Jeder darf bestimmen
Natürlich soll jeder und jede im Urlaub etwas für sich selbst herausholen, doch letztlich gehe es im Familienurlaub doch hauptsächlich um die Stärkung des Zusammenhalts und die Gemeinsamkeiten. Deshalb schlägt Professor Reinhardt zum Beispiel vor, dass jeder einen Tag im Urlaub bestimmen darf: An einem Tag gibt’s Pommes, dafür dürfen die Kinder nicht nörgeln, wenn die Eltern am nächsten Tag zwei Stunden in Ruhe essen gehen wollen. An einem Tag geht’s ins Museum, am anderen Tag steht nur Fußballspielen an. Das ist demokratisch und nimmt jeden in der Familie ernst. „Historisch gesehen hat sich das Reiseverhalten von Familien natürlich stark verändert“, sagt Reinhardt. Während in den 1950er- und 60er-Jahren in den Ferien die Verwandtschaft besucht wurde, fand Urlaub dann bis in die 80er-Jahre vorrangig in Deutschland statt.

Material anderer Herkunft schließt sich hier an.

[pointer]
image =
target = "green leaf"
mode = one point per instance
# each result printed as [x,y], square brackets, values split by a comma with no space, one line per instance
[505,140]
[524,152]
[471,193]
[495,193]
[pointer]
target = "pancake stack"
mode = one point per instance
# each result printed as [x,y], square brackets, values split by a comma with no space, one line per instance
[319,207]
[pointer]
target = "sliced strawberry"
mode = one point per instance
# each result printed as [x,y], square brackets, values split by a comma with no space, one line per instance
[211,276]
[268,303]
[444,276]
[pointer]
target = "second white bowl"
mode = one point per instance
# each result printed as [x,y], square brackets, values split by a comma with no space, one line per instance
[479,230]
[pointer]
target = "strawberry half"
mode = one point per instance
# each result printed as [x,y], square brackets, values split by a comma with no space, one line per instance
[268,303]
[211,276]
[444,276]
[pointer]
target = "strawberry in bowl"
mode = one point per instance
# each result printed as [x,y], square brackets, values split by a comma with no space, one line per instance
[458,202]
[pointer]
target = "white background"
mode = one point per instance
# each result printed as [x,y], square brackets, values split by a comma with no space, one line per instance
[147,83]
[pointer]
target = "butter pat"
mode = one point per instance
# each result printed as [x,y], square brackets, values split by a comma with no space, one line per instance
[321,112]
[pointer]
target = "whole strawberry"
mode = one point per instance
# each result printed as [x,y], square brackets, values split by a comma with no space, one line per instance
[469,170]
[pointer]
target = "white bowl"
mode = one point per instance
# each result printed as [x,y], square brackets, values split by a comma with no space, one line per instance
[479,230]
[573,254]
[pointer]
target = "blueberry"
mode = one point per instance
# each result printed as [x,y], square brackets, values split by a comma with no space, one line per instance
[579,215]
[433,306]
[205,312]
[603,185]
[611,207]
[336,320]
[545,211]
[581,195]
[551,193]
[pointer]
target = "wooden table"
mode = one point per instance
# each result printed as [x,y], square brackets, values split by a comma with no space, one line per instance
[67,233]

Es folgen Busfahrten über den Brenner, nach Spanien. „Natürlich waren Autoreisen beliebt, aber gerade das Reisen mit dem Bus, zum Beispiel an die Costa Brava oder Adria, nutzten viele Familien.“
Urlaub immer kürzer
Grundsätzlich gehört der dreiwöchige Urlaub der Vergangenheit an. „In jedem Jahrzehnt hat die Dauer des Urlaubs um zwei Tage abgenommen“, weiß Professor Dr. Ulrich Reinhardt. Familien verreisen eher zehn Tage. Heute komme neben dem Haupturlaub, der übrigens immer noch am liebsten am Meer verbracht werde, auch mal ein verlängertes Wochenende hinzu. „Es gibt so viele Möglichkeiten, das Geld auszugeben, doch der Urlaub gilt nach wie vor als das Highlight, auf das hingefiebert und hingespart wird. Urlaub gilt als die populärste Form des Glücks.“ Wer weniger Geld zur Verfügung hat, verreist in Deutschland. Allerdings: „Seit der Wiedervereinigung wurden Hotels immer hochwertiger gebaut, saniert, umgebaut. Dadurch gibt es viel weniger Zwei- oder Drei-Sterne-Hotels oder einfachere Unterkünfte als früher; damit wird eine Zielgruppe leider fast ausgeschlossen.“
Großeltern reisen mit
Einen weiteren Trend stellt Reinhardt fest: Großeltern verreisen gern mit ihren Enkeln. „Ich glaube sogar, dass wir bald als Großfamilien Urlaub machen werden. Und ich meine, dass sich künftig auch aus ökologischen und wetterbedingten Gründen das Reisen verändert: Dann machen wir doch im eigenen Land Urlaub und die Erholung steht an erster Stelle.“ Das könnte nämlich heißen: Uhr ablegen, Handy weg, Frühstück verschlafen und die Zeit vergessen. Wer im Urlaub zu Hause bleibt, sollte nämlich nicht mit liegen gebliebenen Arbeiten beginnen – sonst werden diese freien Tage nicht erholsam sein. Dennoch: Urlaub bildet, gibt neue Eindrücke, wir wollen unseren Kindern ja gemeinsame neue Erlebnisse bieten. Letztendlich soll jeder und jede so reisen, wie es zur Familie passt. Aber vielleicht könnten wir unsere Erwartungen etwas runterschrauben, damit der Urlaub auch wirklich das Highlight des Jahres wird? Übrigens: Wer ganz zu Hause bleiben will oder muss, weiß ja, dass die Städte gerade in den Sommerferien ein unglaublich großes Angebot mit vielen Projekten und Action anbieten.